Negli anni, il lavoro di McQueen si spinse oltre le passerelle e gli atelier, influenzando anche l'arte, la fotografia e l'editoria. Nel 1997, Alexander McQueen e il fotografo inglese Nick Knight avviarono la loro prima collaborazione insieme. Una fotografia di Devon Aoki in abiti McQueen presenta un effetto straniante, dovuto a una post-produzione che trascende il realismo. L'attrice appare come una geisha bionica, con un occhio velato di blu e uno squarcio sulla fronte tenuto insieme da una spilla da balia da cui germogliano fiori di ciliegio. L’anno successivo, il duo torna a sfidare i canoni di bellezza con il magazine Dazed and Confused, per cui McQueen si presta come guest editor. Il numero si chiamava Fashion Able? e i soggetti dell’editoriale erano persone disabili. Tra questi, il ballerino David Toole, la cui malformazione alle gambe aveva costretto i medici all’amputazione. L’avvento pionieristico dell’inclusione era intrinseco nella mente di McQueen, non ancora dettato dalle richieste della società o del mercato ma puro e autentico. Contemporaneamente, la femminilità sviluppata da McQueen nelle sue collezione non era solo dark, non era un prodotto del feticismo: era qualcosa di fiabesco e poetico che aveva come unico obiettivo la seduzione.

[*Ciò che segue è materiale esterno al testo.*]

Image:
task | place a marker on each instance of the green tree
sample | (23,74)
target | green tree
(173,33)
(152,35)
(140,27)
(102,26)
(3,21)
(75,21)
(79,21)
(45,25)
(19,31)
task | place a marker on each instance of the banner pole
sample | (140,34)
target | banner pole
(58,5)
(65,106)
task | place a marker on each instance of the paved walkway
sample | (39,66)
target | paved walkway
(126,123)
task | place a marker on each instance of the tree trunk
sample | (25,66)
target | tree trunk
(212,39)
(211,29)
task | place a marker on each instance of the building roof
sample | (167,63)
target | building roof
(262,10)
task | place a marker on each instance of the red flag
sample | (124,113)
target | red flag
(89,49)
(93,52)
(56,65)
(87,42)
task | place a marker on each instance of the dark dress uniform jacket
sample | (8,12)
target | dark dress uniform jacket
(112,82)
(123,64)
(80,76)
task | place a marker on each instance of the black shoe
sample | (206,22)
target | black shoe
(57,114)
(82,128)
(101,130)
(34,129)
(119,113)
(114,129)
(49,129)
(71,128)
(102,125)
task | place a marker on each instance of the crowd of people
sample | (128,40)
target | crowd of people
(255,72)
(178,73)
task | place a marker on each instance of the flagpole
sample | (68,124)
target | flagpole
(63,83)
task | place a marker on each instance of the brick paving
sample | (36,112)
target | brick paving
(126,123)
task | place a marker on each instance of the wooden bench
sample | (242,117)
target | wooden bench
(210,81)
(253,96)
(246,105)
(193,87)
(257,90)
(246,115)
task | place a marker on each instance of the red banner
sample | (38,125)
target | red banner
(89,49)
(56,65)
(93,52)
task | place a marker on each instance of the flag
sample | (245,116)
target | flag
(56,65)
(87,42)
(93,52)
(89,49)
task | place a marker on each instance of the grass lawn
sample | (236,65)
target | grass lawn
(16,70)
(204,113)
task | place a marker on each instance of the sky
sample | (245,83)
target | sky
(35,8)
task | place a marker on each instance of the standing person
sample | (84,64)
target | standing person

La sua ultima collezione, Plato's Atlantis Spring Summer 2010, è l'ultima interamente pensata da Lee Alexander McQueen prima della sua morte. Si trattava della prima diretta streaming di moda (fece saltare il sito per i troppi accessi); segna il debutto di Bad Romance di Lady Gaga e la prima volta che dei robot furono utilizzati per riprendere un live show. A distanza di quindici anni dalla scomparsa di Alexander McQueen, è impossibile non chiedersi come sarebbe la moda oggi se fosse ancora vivo. Il suo lascito non è solo immenso e indissolubile, è qualcosa di autentico, che appartiene a chi sa guardare oltre. Ogni creazione, ogni gesto, era un riflesso di se stesso. Ha trasformato l'autoreferenzialità in un linguaggio che non fosse mai ridondante, piuttosto magnificamente disturbante e seducente. Ha cercato di esplorare la fragilità, il vuoto, una percezione della realtà che pochi hanno il coraggio di affrontare. La sua era una visione estrema, simile a quella dei grandi poeti maledetti che, raccontando il lato oscuro della bellezza, cavalcano quel confine sottile tra l'orrore e la meraviglia.